When at some point we cease to control domestic expenses, then it is worth considering debt consolidation. Instead of repaying a few installments in various branches and instructions, you can bring them together in order to pay only one loan in a monthly installment. Thanks to this, our debt is matched to our financial capabilities. Relieving the home budget by extending the repayment period and reducing monthly payments helps to go “straight”.
Of course, all loan advertisements without certification, consolidation loan or cash loan sound like the most inviting. However, before making a final decision it is worth considering whether in this case the consolidation loan will turn out to be really profitable .
Organize your consolidated loans
The most commonly used step in organizing a consolidation loan is to extend the repayment period . However, this also will not go unnoticed for our portfolio, because the longer repayment period means more costs in total. Will we be ready to repay a larger amount? It is worth to calculate it carefully, so that you do not regret your decision later.
However, often people who decide on a consolidation loan have no other option and are willing to incur high costs. It is easier to remember one installment than to pay off a few, the more so that each has a different deadline for making a transfer.
Is there a chance that despite the increase in costs
The consolidation loan will be profitable at all? It turns out that in recent years the interest rate has fallen in favor of borrowers, especially those who took out expensive loans and loans a few years ago. At the moment, the interest rate is much better for them. Therefore, the owners of cash or car loans can ultimately even count on reducing the cost of the loan. It is worth considering such a solution because nowadays every discount is welcome. Before we sign a contract for the granting of a consolidation loan , it is worth orientating ourselves in the existing bank branches, how much change will the lender have. Recalculating all costs should give us a clear result of whether this step will be profitable for us.
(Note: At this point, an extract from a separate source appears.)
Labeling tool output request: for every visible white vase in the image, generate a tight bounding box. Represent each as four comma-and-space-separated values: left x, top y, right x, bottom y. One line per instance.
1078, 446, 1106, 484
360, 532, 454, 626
It is also worth considering a consolidation loan
Which is secured by a mortgage , because the bank branch is then able to grant a much better interest rate than if no collateral is provided by the client. The difference in interest rates between such loans can be as much as several percent per annum. Of course, for such a change to be profitable, the real estate can not be burdened with anything yet. If a mortgage is already on the flat, the consolidation loan is still possible to be incurred, but it will undoubtedly affect the terms of the loan.